The 2nd Amendment and Iran

Josh Kraushaar appears mystified by a Twitter message from Marco Rubio, the GOP Senate candidate, about the uprising in Iran.  Noting that a few politicians have managed to embarrass themselves through the use of the social-networking platform, Kraushaar manages to embarrass himself by misunderstanding the nature of the 2nd Amendment and its place in American history:

Florida Senate candidate Marco Rubio is the latest to make his own curious comparison drawn from the Iranian demonstrations — that the protesters would have more success if they had a constitutional right to bear arms.

“I have a feeling the situation in Iran would be a little different if they had a 2nd amendment like ours,” Rubio tweeted on Sunday.

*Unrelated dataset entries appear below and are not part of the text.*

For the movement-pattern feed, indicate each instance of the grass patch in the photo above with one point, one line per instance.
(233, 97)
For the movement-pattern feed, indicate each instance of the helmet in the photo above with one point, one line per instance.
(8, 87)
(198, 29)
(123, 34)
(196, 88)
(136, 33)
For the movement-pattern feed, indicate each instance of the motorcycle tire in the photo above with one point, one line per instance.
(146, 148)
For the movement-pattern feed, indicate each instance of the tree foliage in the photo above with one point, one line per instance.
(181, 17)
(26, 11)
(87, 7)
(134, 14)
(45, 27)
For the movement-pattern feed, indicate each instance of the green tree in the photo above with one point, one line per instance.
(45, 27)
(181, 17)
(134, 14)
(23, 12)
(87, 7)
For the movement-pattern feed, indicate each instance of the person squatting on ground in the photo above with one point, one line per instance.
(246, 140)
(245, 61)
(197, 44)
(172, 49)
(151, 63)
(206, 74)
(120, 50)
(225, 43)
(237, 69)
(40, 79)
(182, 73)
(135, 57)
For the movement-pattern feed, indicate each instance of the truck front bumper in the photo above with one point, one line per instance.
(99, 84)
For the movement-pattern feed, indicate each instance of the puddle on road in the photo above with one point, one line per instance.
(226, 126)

Not sure if Rubio was advocating an armed uprising from the otherwise peaceful protesters, but his follow-up tweet was a bit more dovish: “Hoping police and military in Iran will refuse to attack unarmed civilians if ordered to do so.”

Wouldn’t it be just awful if an armed citizenry overthrew a tyranny by force and established democracy and liberty?  That never turns out well.  Oh, except for that one time when we did it, of course.

Besides, Rubio quite obviously means that an armed citizenry would not allow tyranny to be imposed in the first place.  That is one of the reasons that he founding fathers of this country included the right to keep and bear arms in the Constitution, right after the right to free speech, religious practice, and peaceable assembly.  In fact, it meant to guarantee that Americans could expect those other rights to continue unmolested — rights that the past week proved yet again that the Iranian people do not have under this regime of mullahs.

Rubio was being glib, of course.  (Can you be anything else in 140 characters or less?)   However, his meaning was pretty clear, and hardly controversial or “curious”.  Supporters of the 2nd Amendment offer these reminders whenever oppression makes itself obvious in the world, to help Americans recall the value of the Bill of Rights and the exceptional place it has in human history.